DATA 607 Project 4 - Document Classification
HAZAL GUNDUZ
It can be useful to be able to classify new “test” documents using already classified “training” documents. A common example is using a corpus of labeled spam and ham (non-spam) e-mails to predict whether or not a new document is spam.
For this project, you can start with a spam/ham dataset, then predict the class of new documents (either withheld from the training dataset or from another source such as your own spam folder). One example corpus: https://spamassassin.apache.org/old/publiccorpus/
Load Libraries
library(tm)
## Loading required package: NLP
library(RCurl)
library(ggplot2)
##
## Attaching package: 'ggplot2'
## The following object is masked from 'package:NLP':
##
## annotate
library(stringr)
library(dplyr)
##
## Attaching package: 'dplyr'
## The following objects are masked from 'package:stats':
##
## filter, lag
## The following objects are masked from 'package:base':
##
## intersect, setdiff, setequal, union
library(purrr)
library(magrittr)
##
## Attaching package: 'magrittr'
## The following object is masked from 'package:purrr':
##
## set_names
library(wordcloud)
## Loading required package: RColorBrewer
library(data.table)
##
## Attaching package: 'data.table'
## The following object is masked from 'package:purrr':
##
## transpose
## The following objects are masked from 'package:dplyr':
##
## between, first, last
library(tidyr)
##
## Attaching package: 'tidyr'
## The following object is masked from 'package:magrittr':
##
## extract
## The following object is masked from 'package:RCurl':
##
## complete
library(readr)
library(e1071)
library(caret)
## Loading required package: lattice
##
## Attaching package: 'caret'
## The following object is masked from 'package:purrr':
##
## lift
length(list.files("./spam"))
## [1] 500
length(list.files("./easy_ham"))
## [1] 2501
spam_fnames <- list.files("./spam")
spam_fnames[1:6]
## [1] "00001.7848dde101aa985090474a91ec93fcf0"

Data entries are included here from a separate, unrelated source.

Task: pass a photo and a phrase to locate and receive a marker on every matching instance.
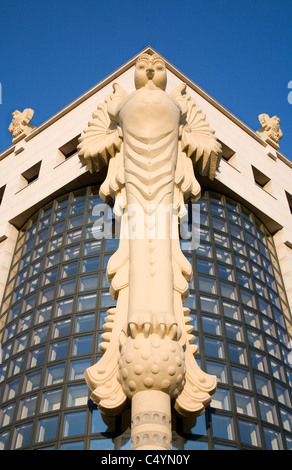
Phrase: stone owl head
(150, 72)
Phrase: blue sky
(238, 51)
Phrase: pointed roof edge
(124, 68)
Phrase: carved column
(151, 142)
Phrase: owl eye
(141, 65)
(159, 65)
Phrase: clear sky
(238, 51)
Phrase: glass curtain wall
(54, 307)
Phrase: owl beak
(150, 72)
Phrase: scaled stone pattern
(152, 142)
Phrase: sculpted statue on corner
(153, 142)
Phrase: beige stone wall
(234, 178)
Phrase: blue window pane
(74, 423)
(47, 429)
(249, 433)
(22, 436)
(222, 427)
(98, 425)
(102, 444)
(72, 446)
(195, 445)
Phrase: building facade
(55, 294)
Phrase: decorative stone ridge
(21, 125)
(151, 141)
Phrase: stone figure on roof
(21, 125)
(270, 130)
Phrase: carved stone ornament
(21, 125)
(151, 142)
(270, 131)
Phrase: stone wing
(198, 141)
(102, 138)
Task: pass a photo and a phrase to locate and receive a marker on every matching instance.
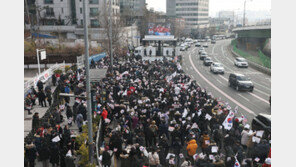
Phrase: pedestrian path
(36, 108)
(42, 111)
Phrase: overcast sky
(218, 5)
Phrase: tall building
(195, 12)
(70, 12)
(132, 7)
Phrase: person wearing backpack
(153, 158)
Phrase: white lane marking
(259, 98)
(262, 86)
(219, 81)
(243, 97)
(261, 92)
(226, 55)
(253, 93)
(223, 93)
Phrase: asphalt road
(249, 104)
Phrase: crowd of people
(53, 143)
(156, 115)
(153, 114)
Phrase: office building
(195, 12)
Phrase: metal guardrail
(97, 143)
(252, 64)
(44, 76)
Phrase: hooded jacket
(191, 147)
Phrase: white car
(217, 68)
(201, 50)
(241, 62)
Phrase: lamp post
(244, 19)
(110, 34)
(38, 61)
(88, 93)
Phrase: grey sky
(218, 5)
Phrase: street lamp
(43, 56)
(244, 21)
(88, 92)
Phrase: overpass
(254, 38)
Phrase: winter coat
(69, 161)
(54, 154)
(35, 122)
(245, 137)
(30, 152)
(79, 120)
(186, 164)
(153, 159)
(191, 147)
(204, 139)
(106, 158)
(104, 114)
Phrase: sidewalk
(42, 111)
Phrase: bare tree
(119, 38)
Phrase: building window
(48, 1)
(94, 23)
(49, 12)
(93, 1)
(93, 11)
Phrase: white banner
(43, 55)
(228, 121)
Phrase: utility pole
(88, 93)
(110, 34)
(244, 19)
(29, 19)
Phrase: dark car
(262, 122)
(203, 55)
(208, 61)
(240, 82)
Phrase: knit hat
(268, 161)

## [2] "00002.d94f1b97e48ed3b553b3508d116e6a09"
## [3] "00003.2ee33bc6eacdb11f38d052c44819ba6c"
## [4] "00004.eac8de8d759b7e74154f142194282724"
## [5] "00005.57696a39d7d84318ce497886896bf90d"

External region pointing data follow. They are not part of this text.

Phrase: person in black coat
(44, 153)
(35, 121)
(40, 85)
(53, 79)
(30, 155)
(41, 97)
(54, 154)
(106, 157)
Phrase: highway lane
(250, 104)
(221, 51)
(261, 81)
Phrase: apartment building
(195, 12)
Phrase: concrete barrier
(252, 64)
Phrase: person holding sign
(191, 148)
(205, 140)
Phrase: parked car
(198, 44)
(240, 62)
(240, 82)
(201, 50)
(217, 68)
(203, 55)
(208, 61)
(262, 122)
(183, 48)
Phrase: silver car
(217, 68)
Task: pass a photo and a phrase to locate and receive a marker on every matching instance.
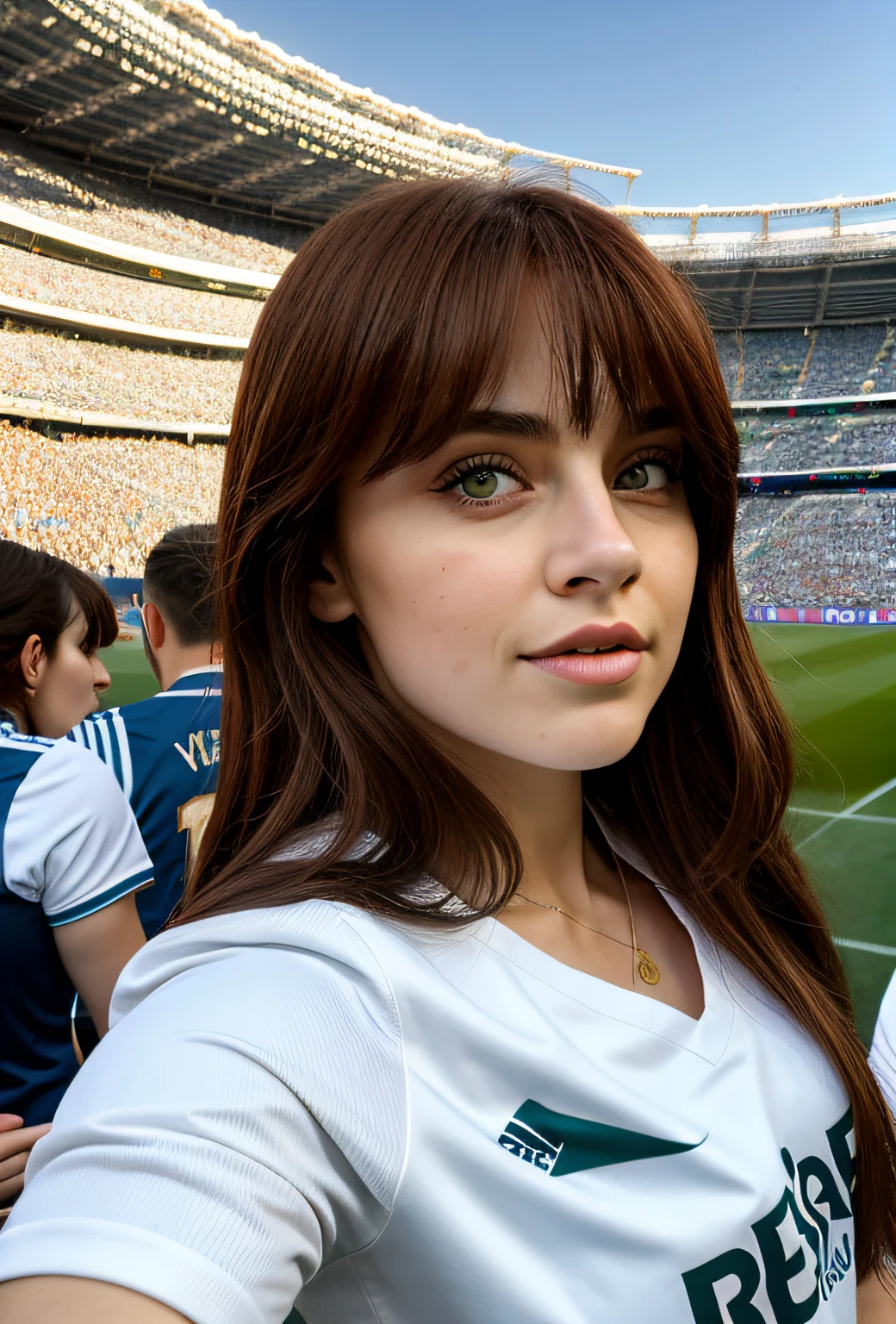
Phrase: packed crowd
(45, 281)
(827, 441)
(78, 375)
(128, 212)
(817, 551)
(101, 503)
(807, 365)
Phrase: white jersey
(69, 846)
(382, 1124)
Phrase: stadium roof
(180, 97)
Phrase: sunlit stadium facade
(158, 168)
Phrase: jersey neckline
(705, 1037)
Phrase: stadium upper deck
(183, 99)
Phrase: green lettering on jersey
(785, 1262)
(700, 1286)
(196, 747)
(838, 1139)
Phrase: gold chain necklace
(647, 968)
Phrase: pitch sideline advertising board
(822, 615)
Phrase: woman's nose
(589, 547)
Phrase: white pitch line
(878, 948)
(851, 810)
(829, 813)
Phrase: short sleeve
(237, 1131)
(883, 1046)
(72, 841)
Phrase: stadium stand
(79, 375)
(195, 143)
(810, 551)
(787, 445)
(122, 209)
(103, 502)
(32, 277)
(807, 362)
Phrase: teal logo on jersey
(560, 1144)
(202, 748)
(797, 1259)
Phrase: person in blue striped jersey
(71, 852)
(165, 750)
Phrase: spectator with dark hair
(165, 751)
(71, 852)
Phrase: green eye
(646, 474)
(482, 484)
(633, 478)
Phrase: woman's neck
(544, 810)
(16, 718)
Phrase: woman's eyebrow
(503, 422)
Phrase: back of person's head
(41, 595)
(179, 579)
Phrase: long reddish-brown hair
(388, 328)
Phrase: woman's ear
(328, 593)
(32, 661)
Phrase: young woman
(501, 993)
(71, 852)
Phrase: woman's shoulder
(335, 952)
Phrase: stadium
(158, 171)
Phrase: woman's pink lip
(590, 667)
(593, 637)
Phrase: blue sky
(716, 103)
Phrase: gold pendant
(646, 968)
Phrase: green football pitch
(839, 686)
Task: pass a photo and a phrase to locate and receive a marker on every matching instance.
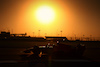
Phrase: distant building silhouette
(56, 38)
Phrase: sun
(45, 14)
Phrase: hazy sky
(73, 17)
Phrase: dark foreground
(10, 56)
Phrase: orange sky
(73, 17)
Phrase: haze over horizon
(72, 17)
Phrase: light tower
(39, 33)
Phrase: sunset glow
(45, 14)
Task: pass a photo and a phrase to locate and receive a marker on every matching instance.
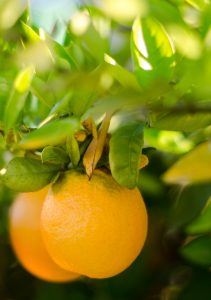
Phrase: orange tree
(110, 85)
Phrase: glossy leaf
(51, 134)
(124, 155)
(28, 174)
(168, 141)
(54, 155)
(198, 251)
(123, 76)
(152, 51)
(202, 223)
(18, 97)
(191, 168)
(184, 122)
(73, 150)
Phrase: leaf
(202, 223)
(125, 78)
(95, 148)
(184, 122)
(152, 51)
(124, 156)
(52, 134)
(30, 33)
(73, 150)
(93, 36)
(28, 174)
(144, 161)
(198, 251)
(54, 155)
(18, 97)
(191, 168)
(189, 204)
(168, 141)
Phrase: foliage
(148, 65)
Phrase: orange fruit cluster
(94, 228)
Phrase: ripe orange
(26, 238)
(93, 227)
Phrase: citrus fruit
(26, 239)
(93, 227)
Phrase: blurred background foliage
(151, 62)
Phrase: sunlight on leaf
(152, 51)
(192, 168)
(124, 10)
(23, 80)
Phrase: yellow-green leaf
(192, 168)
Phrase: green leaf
(18, 97)
(124, 155)
(73, 150)
(28, 174)
(202, 223)
(30, 33)
(93, 35)
(189, 204)
(167, 141)
(152, 51)
(51, 134)
(125, 78)
(184, 122)
(198, 251)
(191, 168)
(54, 155)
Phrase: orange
(93, 227)
(26, 239)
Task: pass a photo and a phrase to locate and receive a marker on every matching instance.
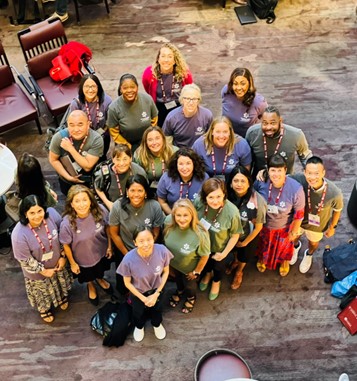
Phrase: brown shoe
(237, 280)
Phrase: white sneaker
(160, 332)
(138, 334)
(295, 255)
(63, 18)
(305, 263)
(344, 377)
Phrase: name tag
(205, 223)
(170, 105)
(273, 209)
(47, 256)
(76, 166)
(314, 219)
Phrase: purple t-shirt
(184, 130)
(145, 273)
(89, 241)
(25, 244)
(241, 116)
(169, 189)
(292, 199)
(97, 119)
(241, 155)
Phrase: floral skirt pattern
(274, 247)
(44, 293)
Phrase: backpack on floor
(340, 261)
(264, 9)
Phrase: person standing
(323, 206)
(145, 270)
(273, 137)
(241, 104)
(189, 121)
(165, 79)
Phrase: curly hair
(250, 94)
(180, 66)
(199, 168)
(195, 224)
(208, 137)
(100, 92)
(144, 155)
(71, 213)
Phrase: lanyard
(277, 146)
(181, 188)
(279, 194)
(82, 144)
(214, 162)
(49, 236)
(90, 116)
(153, 168)
(322, 199)
(216, 216)
(163, 89)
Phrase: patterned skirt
(44, 293)
(274, 247)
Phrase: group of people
(184, 195)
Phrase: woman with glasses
(95, 103)
(189, 121)
(221, 149)
(240, 101)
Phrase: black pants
(218, 268)
(141, 312)
(183, 284)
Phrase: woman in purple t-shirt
(240, 101)
(85, 238)
(145, 270)
(36, 246)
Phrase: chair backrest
(6, 76)
(41, 38)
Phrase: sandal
(63, 304)
(188, 305)
(261, 267)
(47, 316)
(175, 298)
(284, 270)
(232, 266)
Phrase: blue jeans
(61, 7)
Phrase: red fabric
(274, 247)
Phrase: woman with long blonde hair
(165, 79)
(189, 242)
(154, 154)
(221, 149)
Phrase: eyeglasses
(193, 100)
(90, 87)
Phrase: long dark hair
(137, 179)
(199, 168)
(232, 196)
(30, 178)
(250, 94)
(27, 203)
(94, 78)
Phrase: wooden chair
(40, 44)
(15, 106)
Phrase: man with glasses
(189, 121)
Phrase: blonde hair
(144, 154)
(195, 224)
(180, 66)
(208, 137)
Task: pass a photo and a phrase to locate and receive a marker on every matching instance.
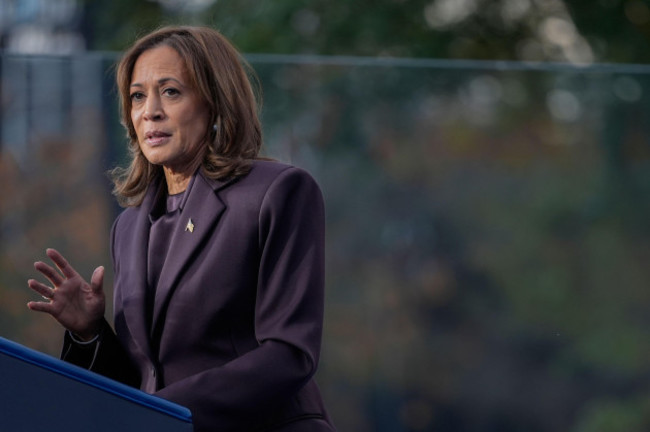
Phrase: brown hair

## [6] "00006.5ab5620d3d7c6c0db76234556a16f6c1"
ham_fnames <- list.files("./easy_ham")
ham_fnames[1:6]
## [1] "00001.7c53336b37003a9286aba55d2945844c"
## [2] "00002.9c4069e25e1ef370c078db7ee85ff9ac"
## [3] "00003.860e3c3cee1b42ead714c5c874fe25f7"
## [4] "00004.864220c5b6930b209cc287c361c99af1"
## [5] "00005.bf27cdeaf0b8c4647ecd61b1d09da613"
## [6] "00006.253ea2f9a9cc36fa0b1129b04b806608"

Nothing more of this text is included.